In a June 2013 letter HBL chairman Ted van Arkel told the Government the loan would be an "interim step" while the group worked with both the Ministry of Health and Treasury to establish a "long-term capital structure".
Van Arkel said it was expected the three projects would deliver $189.7m in savings across the health sector, once the contracts had been filled. It was proposed the money loaned would be paid back through the successful contract providers, but, failing that, DHBs were liable.
Ryall and Finance Minister Bill English approved the loan, with a deadline for repayment set at April 30, 2014.
But subsequent documents show the HBL board had to ask the Government for an extension, after project delays meant it could not afford to repay its loans.
In an email to English's economic adviser Simon Carey, Ministry of Health chief financial officer Mike McCarthy warned that if the loan was outstanding at June 30, "we would have a possible legal issue".
"I have now spoken to the [chief financial officer] and interim [chief executive] of HBL, they advise if the loan is not extended they will not be able to make payment as they have insufficient cash reserves and will be insolvent," he wrote.
On June 24 last year Ryall wrote to van Arkel approving an extension to March 31 this year.
In August, HBL requested the Government lend it more money so it could meet its forecast costs; hoping to increase its $8m debt to $15.1m. Ryall only approved handing the group an extra $2.2m, taking the total loan value to $10.2m.
But a ministerial report shows DHBs were not forewarned of the amount, despite their liability for the loans.
Ryall retired from politics at the election.
HBL is being wound down by Health Minister Jonathan Coleman in June, with its programmes transferred to Auckland regional DHB-led services provider HealthAlliance.
Neither the Government nor HBL has been able to provide any information over whether the loan has been, or is being, paid back.
Labour health spokeswoman Annette King said she had been concerned about HBL for more than two years.
"And I'm delighted the the auditor-general has agreed to my request for an inquiry."
In June 2014, a memo between some DHB chief financial officers branded the organisation a ponzi scheme, calling it the biggest threat to the public health system in a generation.
Coleman has said that HBL had delivered $300m in savings. His office has not yet answered questions and a spokesman for van Arkel refused requests for comment.
 - The Dominion Post

This not only raises questions about the management of Tony Ryall and why he conveniently left parliament at the last election for a job in the private sector with Simpson Grierson, but it raises questions about our Minister of Finance, Bill English, and his ability to actually understand numbers and how money works.

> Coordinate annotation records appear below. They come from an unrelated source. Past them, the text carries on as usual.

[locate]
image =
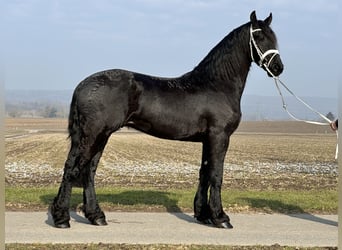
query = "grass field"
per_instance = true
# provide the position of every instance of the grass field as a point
(272, 167)
(262, 155)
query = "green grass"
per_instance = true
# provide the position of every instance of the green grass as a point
(177, 200)
(153, 247)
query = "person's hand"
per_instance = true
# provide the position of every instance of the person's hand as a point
(333, 126)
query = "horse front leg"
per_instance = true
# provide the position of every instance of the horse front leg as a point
(201, 206)
(218, 148)
(211, 176)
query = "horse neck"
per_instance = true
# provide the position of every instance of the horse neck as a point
(228, 63)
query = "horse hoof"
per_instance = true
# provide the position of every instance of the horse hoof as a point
(63, 225)
(100, 222)
(225, 225)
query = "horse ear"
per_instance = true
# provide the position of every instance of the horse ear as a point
(268, 20)
(253, 17)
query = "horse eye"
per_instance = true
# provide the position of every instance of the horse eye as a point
(259, 36)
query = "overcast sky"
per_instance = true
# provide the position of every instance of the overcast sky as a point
(55, 44)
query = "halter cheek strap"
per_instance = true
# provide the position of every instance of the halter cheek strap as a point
(262, 55)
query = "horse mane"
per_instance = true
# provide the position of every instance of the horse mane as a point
(228, 57)
(224, 62)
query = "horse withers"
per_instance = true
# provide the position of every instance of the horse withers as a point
(201, 106)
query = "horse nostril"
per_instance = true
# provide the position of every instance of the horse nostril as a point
(277, 68)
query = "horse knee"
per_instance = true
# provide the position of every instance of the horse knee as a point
(96, 217)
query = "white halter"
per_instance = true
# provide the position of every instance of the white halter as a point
(261, 55)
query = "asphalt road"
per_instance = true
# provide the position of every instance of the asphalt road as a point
(176, 228)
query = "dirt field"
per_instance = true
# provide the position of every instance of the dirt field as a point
(262, 155)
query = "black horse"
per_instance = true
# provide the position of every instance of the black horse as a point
(201, 106)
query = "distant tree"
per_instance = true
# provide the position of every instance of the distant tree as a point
(330, 116)
(50, 112)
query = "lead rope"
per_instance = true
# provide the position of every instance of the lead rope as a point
(261, 63)
(328, 121)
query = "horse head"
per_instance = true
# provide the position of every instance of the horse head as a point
(263, 46)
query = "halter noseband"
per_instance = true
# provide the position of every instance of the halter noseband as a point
(262, 56)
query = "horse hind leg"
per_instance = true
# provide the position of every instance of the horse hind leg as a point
(59, 208)
(91, 208)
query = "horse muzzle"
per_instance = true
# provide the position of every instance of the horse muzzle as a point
(274, 67)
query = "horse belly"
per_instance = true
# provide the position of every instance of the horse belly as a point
(169, 121)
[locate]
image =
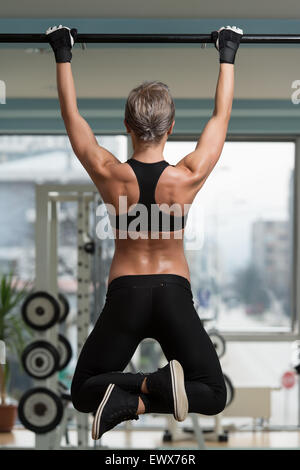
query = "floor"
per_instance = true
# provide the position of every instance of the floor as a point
(118, 439)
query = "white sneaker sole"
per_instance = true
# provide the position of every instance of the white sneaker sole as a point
(97, 418)
(179, 394)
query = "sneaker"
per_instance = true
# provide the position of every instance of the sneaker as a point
(117, 406)
(168, 383)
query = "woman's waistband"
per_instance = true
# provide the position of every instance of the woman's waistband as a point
(148, 280)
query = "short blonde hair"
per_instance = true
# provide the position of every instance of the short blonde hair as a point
(150, 110)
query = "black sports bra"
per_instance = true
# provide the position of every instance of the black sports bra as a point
(147, 217)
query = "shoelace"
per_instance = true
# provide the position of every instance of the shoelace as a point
(119, 416)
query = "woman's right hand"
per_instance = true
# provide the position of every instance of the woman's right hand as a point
(227, 40)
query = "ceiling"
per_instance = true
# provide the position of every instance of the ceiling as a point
(151, 9)
(111, 73)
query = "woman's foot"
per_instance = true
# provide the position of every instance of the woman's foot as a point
(117, 406)
(168, 383)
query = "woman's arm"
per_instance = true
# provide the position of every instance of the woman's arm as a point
(202, 160)
(94, 158)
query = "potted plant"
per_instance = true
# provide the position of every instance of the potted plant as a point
(14, 333)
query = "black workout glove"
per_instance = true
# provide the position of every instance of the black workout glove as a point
(61, 39)
(227, 41)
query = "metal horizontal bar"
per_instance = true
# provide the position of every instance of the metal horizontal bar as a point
(154, 38)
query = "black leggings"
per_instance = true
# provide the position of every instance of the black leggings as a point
(158, 306)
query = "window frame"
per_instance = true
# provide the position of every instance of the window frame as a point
(239, 336)
(294, 332)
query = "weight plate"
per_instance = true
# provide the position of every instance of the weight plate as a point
(40, 359)
(40, 310)
(40, 410)
(64, 307)
(64, 351)
(230, 389)
(218, 342)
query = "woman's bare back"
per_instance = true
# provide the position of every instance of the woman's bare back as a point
(148, 252)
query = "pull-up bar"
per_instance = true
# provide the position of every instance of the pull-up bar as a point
(154, 38)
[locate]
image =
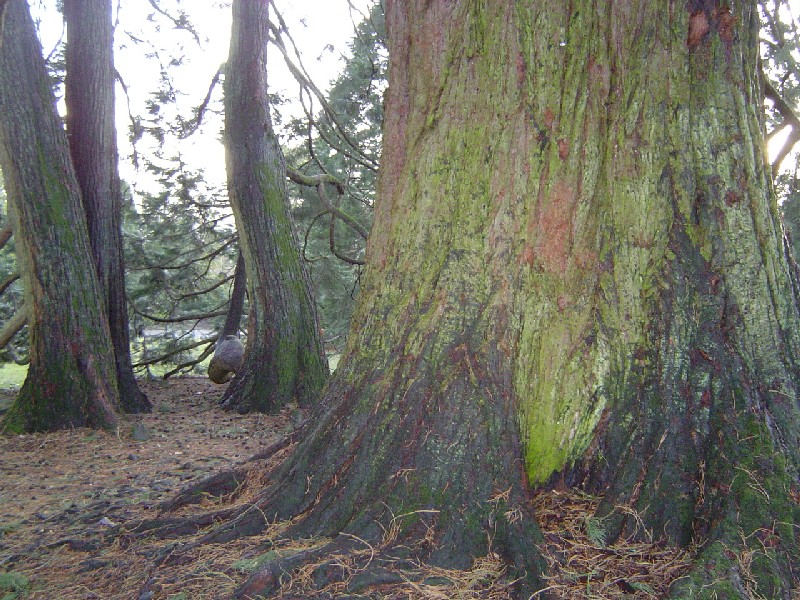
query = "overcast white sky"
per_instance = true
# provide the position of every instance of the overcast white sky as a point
(321, 29)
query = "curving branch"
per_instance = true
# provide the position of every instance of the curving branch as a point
(175, 351)
(179, 319)
(181, 22)
(339, 214)
(302, 77)
(190, 364)
(789, 118)
(200, 111)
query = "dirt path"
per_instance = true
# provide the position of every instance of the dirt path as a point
(60, 492)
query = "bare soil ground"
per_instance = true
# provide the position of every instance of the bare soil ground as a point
(72, 505)
(60, 492)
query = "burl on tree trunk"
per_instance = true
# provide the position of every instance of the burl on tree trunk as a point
(284, 358)
(576, 275)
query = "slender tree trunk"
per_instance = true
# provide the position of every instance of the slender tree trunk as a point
(284, 358)
(575, 275)
(236, 306)
(228, 351)
(93, 145)
(71, 379)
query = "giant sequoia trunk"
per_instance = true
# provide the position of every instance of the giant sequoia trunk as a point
(284, 358)
(71, 379)
(576, 275)
(93, 144)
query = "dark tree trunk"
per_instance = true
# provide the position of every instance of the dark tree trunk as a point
(93, 145)
(228, 350)
(576, 275)
(236, 306)
(284, 358)
(71, 379)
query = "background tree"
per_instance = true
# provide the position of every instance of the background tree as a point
(71, 379)
(333, 249)
(284, 358)
(575, 277)
(93, 144)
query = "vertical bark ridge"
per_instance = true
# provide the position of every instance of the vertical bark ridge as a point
(284, 358)
(92, 137)
(575, 270)
(71, 379)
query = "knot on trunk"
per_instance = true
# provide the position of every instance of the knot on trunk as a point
(227, 359)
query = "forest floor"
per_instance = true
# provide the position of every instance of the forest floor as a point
(71, 501)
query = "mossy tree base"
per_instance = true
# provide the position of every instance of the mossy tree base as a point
(576, 275)
(71, 380)
(284, 358)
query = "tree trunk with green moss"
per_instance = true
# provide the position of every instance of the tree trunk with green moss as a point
(93, 144)
(576, 275)
(71, 379)
(284, 358)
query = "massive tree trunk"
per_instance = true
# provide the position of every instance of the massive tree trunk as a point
(71, 379)
(576, 275)
(284, 358)
(93, 145)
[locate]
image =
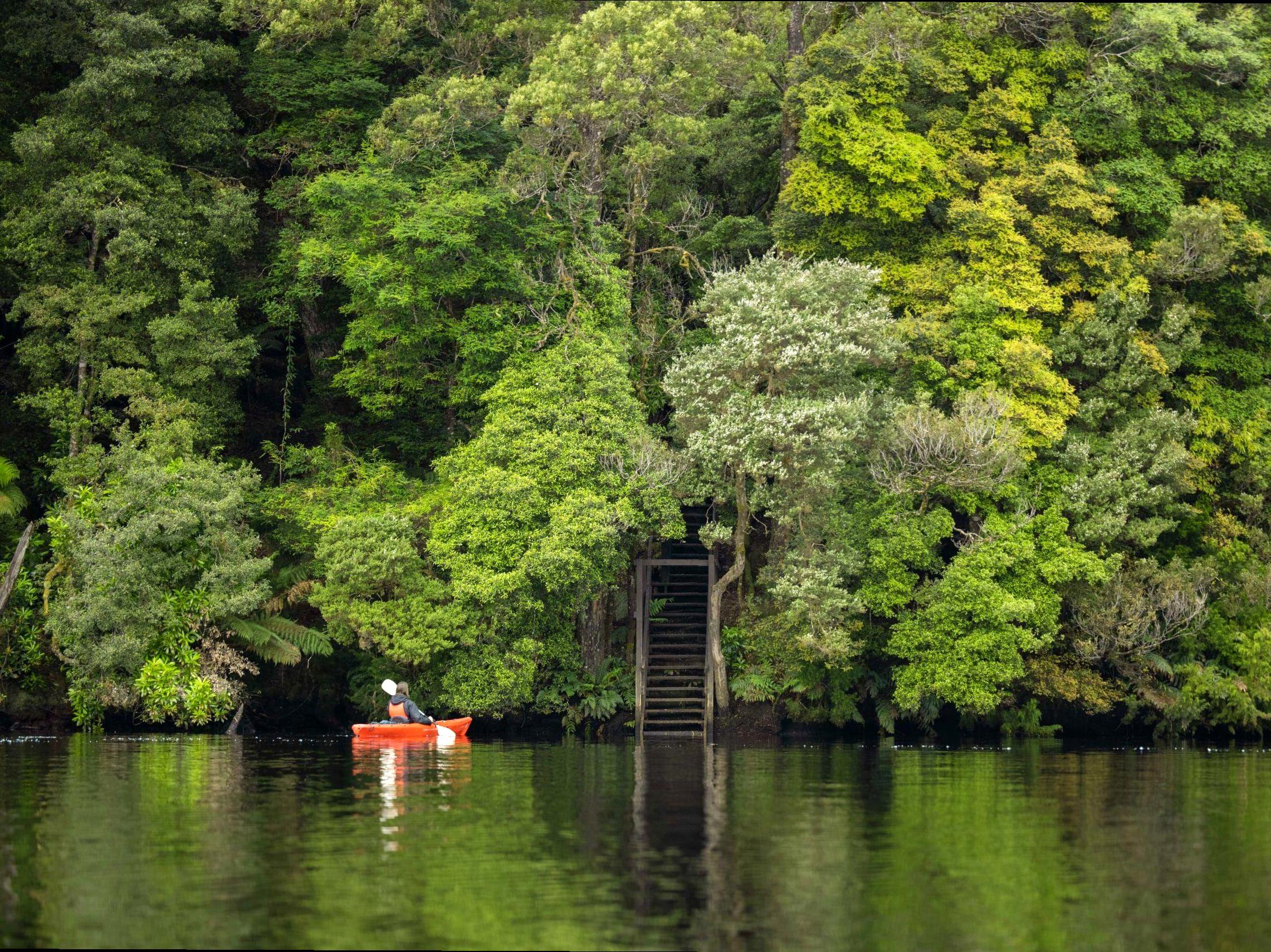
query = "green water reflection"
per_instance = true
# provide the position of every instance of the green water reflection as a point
(214, 842)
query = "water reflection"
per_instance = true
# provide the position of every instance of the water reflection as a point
(210, 842)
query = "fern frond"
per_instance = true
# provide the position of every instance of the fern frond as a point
(263, 642)
(308, 640)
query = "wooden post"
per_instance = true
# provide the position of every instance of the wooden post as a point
(708, 734)
(641, 645)
(11, 577)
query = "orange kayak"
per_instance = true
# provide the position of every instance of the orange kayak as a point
(412, 733)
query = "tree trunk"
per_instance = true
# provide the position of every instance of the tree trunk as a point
(321, 342)
(594, 634)
(794, 47)
(11, 577)
(82, 396)
(739, 563)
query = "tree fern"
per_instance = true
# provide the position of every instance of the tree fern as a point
(12, 500)
(278, 640)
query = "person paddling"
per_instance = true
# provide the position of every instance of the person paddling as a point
(403, 711)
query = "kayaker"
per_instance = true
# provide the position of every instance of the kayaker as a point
(403, 711)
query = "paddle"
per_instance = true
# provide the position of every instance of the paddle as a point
(444, 734)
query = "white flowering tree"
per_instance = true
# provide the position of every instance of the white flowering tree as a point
(776, 403)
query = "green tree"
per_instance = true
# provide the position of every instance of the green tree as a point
(778, 398)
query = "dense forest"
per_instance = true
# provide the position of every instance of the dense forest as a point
(359, 338)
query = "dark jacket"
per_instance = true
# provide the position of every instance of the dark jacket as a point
(412, 711)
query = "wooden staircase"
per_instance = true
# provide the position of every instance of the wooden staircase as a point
(673, 666)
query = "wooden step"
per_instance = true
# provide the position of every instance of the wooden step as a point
(675, 678)
(682, 690)
(688, 706)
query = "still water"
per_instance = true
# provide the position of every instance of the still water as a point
(342, 845)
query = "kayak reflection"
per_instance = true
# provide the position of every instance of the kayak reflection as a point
(409, 776)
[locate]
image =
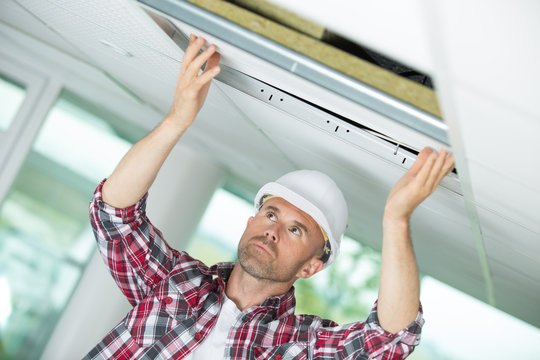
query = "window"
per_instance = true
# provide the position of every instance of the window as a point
(45, 236)
(12, 95)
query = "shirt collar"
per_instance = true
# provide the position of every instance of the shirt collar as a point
(279, 306)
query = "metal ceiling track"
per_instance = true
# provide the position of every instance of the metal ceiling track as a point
(304, 67)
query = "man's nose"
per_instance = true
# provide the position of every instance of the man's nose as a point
(272, 232)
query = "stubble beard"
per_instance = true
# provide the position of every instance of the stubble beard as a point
(262, 268)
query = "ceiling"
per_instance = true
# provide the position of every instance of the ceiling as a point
(479, 233)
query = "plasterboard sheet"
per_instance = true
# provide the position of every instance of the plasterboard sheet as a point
(528, 265)
(502, 195)
(226, 135)
(366, 180)
(259, 68)
(455, 265)
(149, 74)
(503, 236)
(17, 17)
(451, 252)
(515, 293)
(499, 136)
(124, 18)
(497, 55)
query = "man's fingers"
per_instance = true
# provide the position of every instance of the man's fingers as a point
(447, 168)
(434, 175)
(195, 45)
(207, 76)
(420, 160)
(425, 170)
(198, 62)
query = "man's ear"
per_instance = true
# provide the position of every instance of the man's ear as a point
(310, 268)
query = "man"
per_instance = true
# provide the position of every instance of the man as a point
(184, 309)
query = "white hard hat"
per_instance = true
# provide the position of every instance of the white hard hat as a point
(316, 194)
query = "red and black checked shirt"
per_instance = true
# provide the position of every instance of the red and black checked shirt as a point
(176, 301)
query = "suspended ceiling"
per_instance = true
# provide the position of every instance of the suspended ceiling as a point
(479, 233)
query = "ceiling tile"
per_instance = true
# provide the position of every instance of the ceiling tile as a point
(504, 196)
(516, 293)
(498, 54)
(499, 137)
(510, 244)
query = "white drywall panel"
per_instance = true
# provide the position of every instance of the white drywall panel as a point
(493, 47)
(500, 194)
(499, 136)
(395, 28)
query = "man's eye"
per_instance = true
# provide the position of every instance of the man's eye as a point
(296, 231)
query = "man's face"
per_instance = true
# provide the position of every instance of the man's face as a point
(280, 243)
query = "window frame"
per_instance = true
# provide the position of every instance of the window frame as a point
(41, 92)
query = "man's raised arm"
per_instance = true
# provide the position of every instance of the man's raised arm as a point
(136, 172)
(399, 289)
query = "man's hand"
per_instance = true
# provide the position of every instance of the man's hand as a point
(399, 289)
(136, 172)
(192, 88)
(417, 184)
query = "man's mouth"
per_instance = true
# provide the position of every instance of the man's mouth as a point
(264, 247)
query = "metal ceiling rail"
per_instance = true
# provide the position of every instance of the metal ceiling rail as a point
(304, 67)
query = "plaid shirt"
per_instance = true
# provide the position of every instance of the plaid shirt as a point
(177, 299)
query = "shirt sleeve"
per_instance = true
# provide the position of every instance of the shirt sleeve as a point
(133, 250)
(363, 339)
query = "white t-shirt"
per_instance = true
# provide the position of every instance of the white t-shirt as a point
(215, 341)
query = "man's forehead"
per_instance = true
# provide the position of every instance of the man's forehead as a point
(283, 205)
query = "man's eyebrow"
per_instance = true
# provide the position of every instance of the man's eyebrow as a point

There'll be some horror stories to come yet in the health system from the decisions Tony Ryall made.  I predict there will be some particularly nasty stories in regards to the waiting lists.

This is yet another example of how the National led government is really not qualified to led this country based on its own trumpet blowing of being the best managers of the economy.  This is yet another example of how the National led government has failed to meet the standard yet again.